Tuesday, 12 September 2017

Bright spark


After yesterday's self-indulgence with the Burnished Brass picture, you might have expected something more sober this morning. But you would have been wrong. Another moth which I cannot resist photographing and showing is the Gold Spot, or possibly the closely-related Lempcke's Gold Spot; the differences are too fine for a crude observer such as myself to detect. Especially when it chooses to settle in a delta shape, as this one did. 


The position shows the teardrop nature of the main reflective/refractive scale sections and also the cheery tuft of hair on its head which reminds me of a cheeky-chappy singer of my youth, Joe Brown - remember him?  It was altogether a cheerful assembly in the eggboxes and on the trap itself, including these three Centre-barred Sallows, in varying condition. The fourth picture shows the third moth upside down and looking rather startled after I upset it from its nook on the bulbholder and before it landed safely on my palm.






Another extremely agreeable visitor was the Gothic moth below, appropriately because yesterday P and I spent a couple of hours in York Minister at a good friend's memorial service. The delicate tracery on the wings of this species, a lover of damp surroundings and weedy hedgerows and therefore at home here, is delightfully delicate in exactly the manner of the great cathedral's Gothic architecture, left.

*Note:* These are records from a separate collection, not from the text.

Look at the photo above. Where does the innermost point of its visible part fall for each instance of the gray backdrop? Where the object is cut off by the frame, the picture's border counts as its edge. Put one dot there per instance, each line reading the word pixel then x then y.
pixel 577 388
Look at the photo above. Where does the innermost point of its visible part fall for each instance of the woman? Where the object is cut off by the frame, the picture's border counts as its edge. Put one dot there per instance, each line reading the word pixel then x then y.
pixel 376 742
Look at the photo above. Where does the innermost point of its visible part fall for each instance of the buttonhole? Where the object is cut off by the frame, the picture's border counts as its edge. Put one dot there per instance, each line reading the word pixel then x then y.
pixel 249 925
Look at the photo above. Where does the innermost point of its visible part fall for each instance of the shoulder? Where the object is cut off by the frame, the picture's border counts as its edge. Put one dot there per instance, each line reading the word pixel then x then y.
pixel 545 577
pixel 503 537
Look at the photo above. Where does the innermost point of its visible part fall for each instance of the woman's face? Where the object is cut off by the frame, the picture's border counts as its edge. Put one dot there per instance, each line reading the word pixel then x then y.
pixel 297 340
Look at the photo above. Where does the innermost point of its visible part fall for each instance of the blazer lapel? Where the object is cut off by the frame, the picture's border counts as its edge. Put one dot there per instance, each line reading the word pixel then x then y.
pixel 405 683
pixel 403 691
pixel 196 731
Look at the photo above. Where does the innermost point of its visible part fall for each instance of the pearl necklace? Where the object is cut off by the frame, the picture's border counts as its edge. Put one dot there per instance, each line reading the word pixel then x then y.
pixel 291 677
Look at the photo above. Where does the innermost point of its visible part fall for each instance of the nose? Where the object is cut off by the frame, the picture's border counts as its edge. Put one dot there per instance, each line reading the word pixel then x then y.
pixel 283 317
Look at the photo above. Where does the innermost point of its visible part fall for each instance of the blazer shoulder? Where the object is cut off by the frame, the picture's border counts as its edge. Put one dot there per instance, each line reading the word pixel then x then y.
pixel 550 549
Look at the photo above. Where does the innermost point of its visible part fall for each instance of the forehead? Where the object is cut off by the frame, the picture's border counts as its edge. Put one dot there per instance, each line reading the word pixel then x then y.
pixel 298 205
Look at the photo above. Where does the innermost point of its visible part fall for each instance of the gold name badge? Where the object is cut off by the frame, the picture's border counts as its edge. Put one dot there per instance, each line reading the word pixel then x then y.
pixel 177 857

I also recorded the year's first 'Darth Vader Moth', the Black Rustic immediately below, and the two other gentlemen (or possibly ladies) in my final pair of pictures. These are common moths for this time of year but I always get in a tizz and need time to tell these sort of average-brown-or-grey moths apart, I haven't yet had enough. I will, however, guess as follows: 1. Vine's Rustic. 2. Square-spot Rustic. If correct, that's three rustics in  a row.